In fact, thanks to HB 818, a healthy 25-year-old could pay as little as $37 per month for a plan that includes a free annual physical. His employer can also contribute to the premium and put money in his pretax health savings account (HSA) — which grows with interest. In other words, we already have a new system of incentives designed to increase the ranks of the insured. We should let it take effect before adding new layers of bureaucracy and centralized control.
The goals of any health care reform should include an emphasis on wellness, individual accountability for a healthy lifestyle, and wise consumption of health care.

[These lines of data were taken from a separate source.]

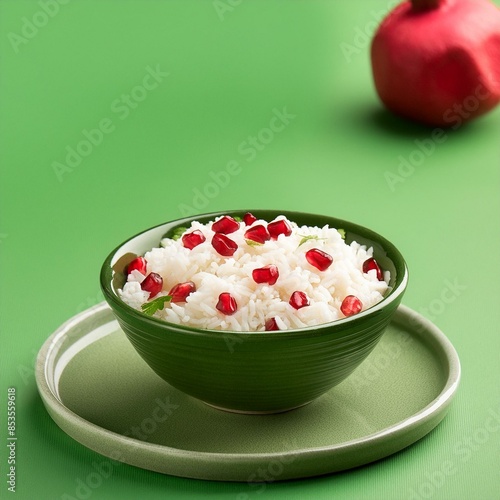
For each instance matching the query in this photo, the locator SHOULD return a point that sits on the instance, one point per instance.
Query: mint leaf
(157, 304)
(178, 232)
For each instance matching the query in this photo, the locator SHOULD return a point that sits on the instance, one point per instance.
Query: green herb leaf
(157, 304)
(253, 243)
(178, 232)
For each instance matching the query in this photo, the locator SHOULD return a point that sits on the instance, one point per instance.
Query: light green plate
(100, 392)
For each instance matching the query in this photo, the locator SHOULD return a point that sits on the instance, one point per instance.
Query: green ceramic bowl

Subsidies should be reserved for the truly needy, with a system in place for smooth transition away from the program.
A simple step toward reaching these goals would be to convert subsidies for all health welfare programs, such as MO HealthNet and SCHIP, into income-based vouchers that can be used to purchase private policies or to join an employer’s plan. For those who feel Missouri must expand subsidies to low-income adults immediately, a pilot program could extend these vouchers to the adults that would be eligible for Phase 1 of “Insure Missouri.”
The advantages would be many. Voucher recipients would be free to add their own funds to buy a more expensive traditional plan, or purchase a lower-premium plan and put the balance of their vouchers into an HSA or health opportunity account (HOA). Those funds can be used for routine health expenses, such as pain relievers. This encourages consumerism, and promotes wellness and responsibility.
Subsidizing this primarily healthy, young group (820,000 on MO HealthNet and SCHIP alone) would add their premiums to the coffers, reduce overall risk for the general public pool, and lower rates for everyone.
Since many providers no longer accept Medicaid/SCHIP patients because reimbursement rates have been lowered, private plans would provide health welfare recipients with a wider choice of providers, decreased wait times, and shorter driving distances. Vouchers would also allow families to take advantage of discounts for private family plans or add the family to an employer’s plan.
Greg Scandlen of Consumers for Health Care Choices wrote, “Missouri’s (HB 818) is so good and such a model for other states that it should change its motto from ‘The Show Me State’ to ‘The Show Us (How to do it) State.’”
Rather than veering off on this path that leads to government-controlled health care, Missouri should forge ahead on the road to personal responsibility and free-market health care reform
Beverly Gossage is a consumer-based health care expert and research fellow with the Show-Me Institute.